Digital consults in heart failure care: a randomized controlled trial

Affiliations
Randomized Controlled Trial

Digital consults in heart failure care: a randomized controlled trial

Jelle P Man et al. Nat Med. 2024 Oct.

Erratum in

Abstract

Guideline-directed medical therapy (GDMT) has clear benefits on morbidity and mortality in patients with heart failure; however, GDMT use remains low. In the multicenter, open-label, investigator-initiated ADMINISTER trial, patients (n = 150) diagnosed with heart failure and reduced ejection fraction (HFrEF) were randomized (1:1) to receive usual care or a strategy using digital consults (DCs). DCs contained (1) digital data sharing from patient to clinician (pharmacotherapy use, home-measured vital signs and Kansas City Cardiomyopathy Questionnaires); (2) patient education via a text-based e-learning; and (3) guideline recommendations to all treating clinicians. All remotely gathered information was processed into a digital summary that was available to clinicians in the electronic health record before every consult.

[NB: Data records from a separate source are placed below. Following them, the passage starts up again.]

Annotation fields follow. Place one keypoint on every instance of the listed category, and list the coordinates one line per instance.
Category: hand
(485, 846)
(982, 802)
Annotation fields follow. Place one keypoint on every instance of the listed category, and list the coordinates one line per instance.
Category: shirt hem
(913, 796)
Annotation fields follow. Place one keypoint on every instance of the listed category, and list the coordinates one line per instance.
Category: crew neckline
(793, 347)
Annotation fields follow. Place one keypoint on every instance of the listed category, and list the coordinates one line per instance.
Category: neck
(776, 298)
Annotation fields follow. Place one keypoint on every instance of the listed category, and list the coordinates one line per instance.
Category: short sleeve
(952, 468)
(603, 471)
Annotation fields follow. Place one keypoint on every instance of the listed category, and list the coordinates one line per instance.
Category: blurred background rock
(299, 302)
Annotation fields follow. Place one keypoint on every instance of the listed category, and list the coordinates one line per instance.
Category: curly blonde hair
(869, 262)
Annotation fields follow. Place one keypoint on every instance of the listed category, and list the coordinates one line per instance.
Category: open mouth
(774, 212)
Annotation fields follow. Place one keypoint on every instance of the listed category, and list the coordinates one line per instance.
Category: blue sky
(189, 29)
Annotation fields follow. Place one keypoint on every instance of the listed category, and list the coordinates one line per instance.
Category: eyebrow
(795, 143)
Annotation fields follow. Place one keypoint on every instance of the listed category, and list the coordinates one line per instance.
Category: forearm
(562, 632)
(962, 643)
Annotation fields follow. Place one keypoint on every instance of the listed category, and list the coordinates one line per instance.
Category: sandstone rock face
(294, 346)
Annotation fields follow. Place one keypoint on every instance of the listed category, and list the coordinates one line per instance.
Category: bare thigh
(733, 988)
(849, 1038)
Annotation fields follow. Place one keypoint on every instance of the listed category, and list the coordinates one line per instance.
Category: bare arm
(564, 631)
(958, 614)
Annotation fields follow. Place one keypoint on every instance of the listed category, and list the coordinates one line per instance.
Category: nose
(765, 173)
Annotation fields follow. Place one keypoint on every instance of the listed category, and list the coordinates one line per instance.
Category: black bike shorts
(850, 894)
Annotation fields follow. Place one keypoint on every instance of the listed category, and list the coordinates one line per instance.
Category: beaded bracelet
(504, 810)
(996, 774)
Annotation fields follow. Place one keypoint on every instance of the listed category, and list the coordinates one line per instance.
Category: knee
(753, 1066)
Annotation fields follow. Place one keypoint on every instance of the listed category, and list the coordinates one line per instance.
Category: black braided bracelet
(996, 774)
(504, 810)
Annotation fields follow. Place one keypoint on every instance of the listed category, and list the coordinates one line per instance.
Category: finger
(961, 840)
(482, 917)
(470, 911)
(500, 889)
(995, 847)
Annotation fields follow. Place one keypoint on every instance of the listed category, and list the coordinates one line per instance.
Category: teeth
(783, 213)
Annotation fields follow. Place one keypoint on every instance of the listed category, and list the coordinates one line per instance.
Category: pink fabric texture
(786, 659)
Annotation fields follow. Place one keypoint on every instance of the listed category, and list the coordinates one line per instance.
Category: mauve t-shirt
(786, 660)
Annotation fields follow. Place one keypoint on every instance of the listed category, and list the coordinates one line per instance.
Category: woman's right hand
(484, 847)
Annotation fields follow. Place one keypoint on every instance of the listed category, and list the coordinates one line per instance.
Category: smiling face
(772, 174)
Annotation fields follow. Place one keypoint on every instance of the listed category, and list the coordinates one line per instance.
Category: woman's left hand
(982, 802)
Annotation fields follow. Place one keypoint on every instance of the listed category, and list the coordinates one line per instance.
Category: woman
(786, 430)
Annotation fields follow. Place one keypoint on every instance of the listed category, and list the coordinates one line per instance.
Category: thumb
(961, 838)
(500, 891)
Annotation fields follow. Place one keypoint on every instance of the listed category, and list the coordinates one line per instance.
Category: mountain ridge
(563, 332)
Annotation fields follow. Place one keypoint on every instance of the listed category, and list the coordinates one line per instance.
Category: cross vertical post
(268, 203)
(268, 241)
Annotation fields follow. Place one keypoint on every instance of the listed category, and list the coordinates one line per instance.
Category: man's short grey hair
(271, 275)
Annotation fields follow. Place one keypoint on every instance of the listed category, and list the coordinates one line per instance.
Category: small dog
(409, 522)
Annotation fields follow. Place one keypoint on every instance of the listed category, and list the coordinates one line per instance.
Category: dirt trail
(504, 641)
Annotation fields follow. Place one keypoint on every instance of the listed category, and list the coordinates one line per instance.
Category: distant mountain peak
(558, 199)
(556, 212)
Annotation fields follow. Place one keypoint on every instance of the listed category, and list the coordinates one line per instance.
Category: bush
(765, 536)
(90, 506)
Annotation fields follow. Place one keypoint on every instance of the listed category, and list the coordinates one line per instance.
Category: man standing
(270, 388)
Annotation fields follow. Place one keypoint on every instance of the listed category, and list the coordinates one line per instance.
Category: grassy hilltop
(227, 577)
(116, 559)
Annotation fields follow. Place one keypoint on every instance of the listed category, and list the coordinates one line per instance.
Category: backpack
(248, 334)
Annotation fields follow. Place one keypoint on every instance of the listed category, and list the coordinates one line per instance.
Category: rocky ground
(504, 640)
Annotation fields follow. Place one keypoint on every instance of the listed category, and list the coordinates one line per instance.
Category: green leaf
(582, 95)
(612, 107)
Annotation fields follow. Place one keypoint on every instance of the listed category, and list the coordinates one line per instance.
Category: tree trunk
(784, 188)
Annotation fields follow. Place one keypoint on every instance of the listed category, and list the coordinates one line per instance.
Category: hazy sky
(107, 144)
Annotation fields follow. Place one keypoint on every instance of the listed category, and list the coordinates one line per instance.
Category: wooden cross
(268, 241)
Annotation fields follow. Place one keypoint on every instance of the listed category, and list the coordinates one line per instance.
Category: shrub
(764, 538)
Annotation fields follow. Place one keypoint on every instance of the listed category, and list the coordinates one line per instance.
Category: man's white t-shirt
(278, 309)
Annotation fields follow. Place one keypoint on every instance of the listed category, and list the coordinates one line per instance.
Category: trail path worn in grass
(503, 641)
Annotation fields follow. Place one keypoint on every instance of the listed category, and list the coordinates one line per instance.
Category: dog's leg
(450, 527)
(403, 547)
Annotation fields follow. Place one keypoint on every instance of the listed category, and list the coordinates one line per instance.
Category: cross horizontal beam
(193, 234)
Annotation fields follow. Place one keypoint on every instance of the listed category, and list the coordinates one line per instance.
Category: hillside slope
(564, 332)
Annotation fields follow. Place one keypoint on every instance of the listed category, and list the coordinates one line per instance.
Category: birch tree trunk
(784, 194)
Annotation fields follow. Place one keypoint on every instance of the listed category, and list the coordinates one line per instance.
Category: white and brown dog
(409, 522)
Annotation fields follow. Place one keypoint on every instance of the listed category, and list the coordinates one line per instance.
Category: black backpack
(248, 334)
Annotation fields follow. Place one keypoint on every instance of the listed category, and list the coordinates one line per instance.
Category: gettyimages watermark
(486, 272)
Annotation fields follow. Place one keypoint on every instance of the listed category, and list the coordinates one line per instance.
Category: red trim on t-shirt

All patient interactions were standardly conducted remotely. The primary endpoint was change in GDMT score over 12 weeks (ΔGDMT); this GDMT score directly incorporated all non-conditional class 1 indications for HFrEF therapy with equal weights. The ADMINISTER trial met its primary outcome of achieving a higher GDMT in the DC group after a follow-up of 12 weeks (ΔGDMT score in the DC group: median 1.19, interquartile range (0.25, 2.3) arbitrary units versus 0.08 (0.00, 1.00) in usual care; P < 0.001). To our knowledge, this is the first multicenter randomized controlled trial that proves a DC strategy is effective to achieve GDMT optimization. ClinicalTrials.gov registration: NCT05413447 .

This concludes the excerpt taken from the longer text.